J'ai dû quitter mon pays pour l’Égypte, seul, sans soutien. J'ai demandé des visas auprès de toutes les ambassades et organismes. J'ai suivi quelques pistes qui ont échoué, avec les Pays-Bas, la Suisse, la Hongrie. L'ambassade des États-Unis ne m'a même pas laissé franchir la porte. Je me suis retrouvé dans une situation intenable qui a duré plus d'un an : je devais payer 150 euros tous les trois mois pour obtenir une carte de séjour égyptienne qui m'interdisait de travailler.
Des connaissances m'ont alors parlé d'un visa humanitaire délivré par la France. J'avais peu d'espoir, je me disais : « Je n'écoute jamais de chansons françaises ». Mais le contact a été très différent. La personne qui m'a reçu est venu me chercher à la porte de l'ambassade, il a essayé de parler en arabe, il m'a offert un café. Cette rencontre m'est apparue comme un miracle.
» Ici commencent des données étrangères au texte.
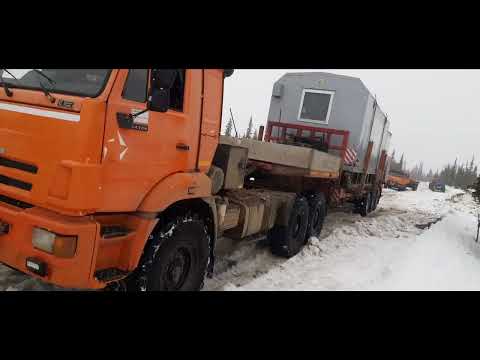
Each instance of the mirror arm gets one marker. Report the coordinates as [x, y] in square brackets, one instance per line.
[133, 116]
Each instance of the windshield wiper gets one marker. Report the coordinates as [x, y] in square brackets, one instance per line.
[45, 90]
[8, 92]
[52, 82]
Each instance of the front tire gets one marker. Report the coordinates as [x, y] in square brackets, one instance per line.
[176, 258]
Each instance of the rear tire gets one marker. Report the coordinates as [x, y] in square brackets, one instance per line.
[363, 206]
[287, 241]
[317, 214]
[176, 258]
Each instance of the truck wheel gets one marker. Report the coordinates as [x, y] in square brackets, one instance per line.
[176, 259]
[287, 241]
[378, 195]
[373, 202]
[317, 213]
[364, 204]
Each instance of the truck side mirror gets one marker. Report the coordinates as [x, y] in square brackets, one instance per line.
[161, 81]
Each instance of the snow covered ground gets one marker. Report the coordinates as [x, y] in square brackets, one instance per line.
[383, 251]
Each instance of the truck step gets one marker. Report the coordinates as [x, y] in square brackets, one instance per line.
[110, 274]
[111, 231]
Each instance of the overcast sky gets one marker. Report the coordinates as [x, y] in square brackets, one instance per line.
[434, 114]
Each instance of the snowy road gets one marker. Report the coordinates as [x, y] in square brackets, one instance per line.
[383, 251]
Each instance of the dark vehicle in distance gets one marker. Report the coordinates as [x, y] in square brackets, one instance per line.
[437, 185]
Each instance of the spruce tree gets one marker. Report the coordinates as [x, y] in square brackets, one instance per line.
[248, 134]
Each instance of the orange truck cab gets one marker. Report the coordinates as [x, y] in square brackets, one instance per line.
[90, 158]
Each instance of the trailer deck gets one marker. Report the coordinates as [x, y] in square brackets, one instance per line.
[283, 159]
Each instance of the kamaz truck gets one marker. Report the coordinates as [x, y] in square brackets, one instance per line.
[119, 179]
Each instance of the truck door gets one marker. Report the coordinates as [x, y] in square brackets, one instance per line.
[138, 154]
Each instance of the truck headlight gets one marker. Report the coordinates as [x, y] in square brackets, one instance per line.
[59, 245]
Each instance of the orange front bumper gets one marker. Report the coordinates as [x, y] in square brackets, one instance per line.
[16, 245]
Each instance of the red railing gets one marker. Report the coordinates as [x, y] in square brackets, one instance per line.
[326, 135]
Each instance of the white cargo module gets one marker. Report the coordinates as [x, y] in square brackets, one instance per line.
[335, 102]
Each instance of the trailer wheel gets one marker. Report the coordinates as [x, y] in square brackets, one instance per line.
[176, 259]
[364, 204]
[287, 241]
[317, 213]
[378, 195]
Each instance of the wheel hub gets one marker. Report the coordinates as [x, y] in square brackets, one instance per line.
[177, 269]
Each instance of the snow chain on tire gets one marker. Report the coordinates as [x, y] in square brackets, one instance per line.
[163, 239]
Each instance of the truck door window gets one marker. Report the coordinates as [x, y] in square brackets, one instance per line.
[177, 91]
[135, 88]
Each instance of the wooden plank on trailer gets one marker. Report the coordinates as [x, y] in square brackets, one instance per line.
[288, 155]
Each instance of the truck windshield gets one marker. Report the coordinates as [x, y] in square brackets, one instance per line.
[79, 82]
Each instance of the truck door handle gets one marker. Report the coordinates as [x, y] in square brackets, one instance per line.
[183, 147]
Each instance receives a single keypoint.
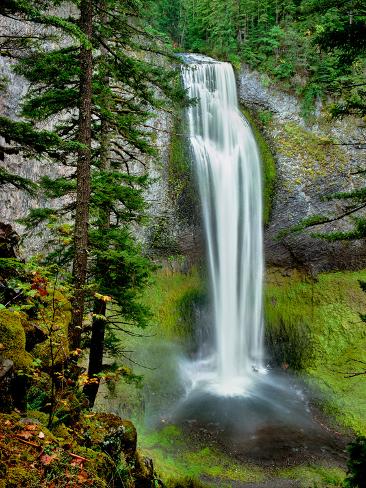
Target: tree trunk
(95, 365)
(83, 178)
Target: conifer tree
(105, 128)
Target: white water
(228, 170)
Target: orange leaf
(25, 434)
(46, 459)
(82, 476)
Mon interlocuteur a compris qu'il y a certains événements de ma vie, trop durs, dont je ne pouvais pas parler, il n'a pas insisté car il avait pris le temps de s'informer sur mon histoire.
À mon arrivée à Paris en avril 2023, l'équipe de l'ambassade avait tout organisé pour qu'un taxi m'emmène au centre d’accueil des demandeurs d’asile. J'ai eu par la suite des difficultés avec l'Action sociale qui ne comprenait pas que je ne pouvais pas facilement travailler et que je désirais continuer mes études. Depuis mon attaque, j'ai toujours des douleurs au bras, les médecins m'ont confirmé qu'elles ne partiront pas. Grâce à l'application Réfugiés, j'ai pris connaissance du Certificat professionnel en sciences humaines et sociales pour Jeunes Réfugiés de Sciences Po. J'ai été rassuré qu'il n'y ait pas de niveau minimum de français pour pouvoir postuler.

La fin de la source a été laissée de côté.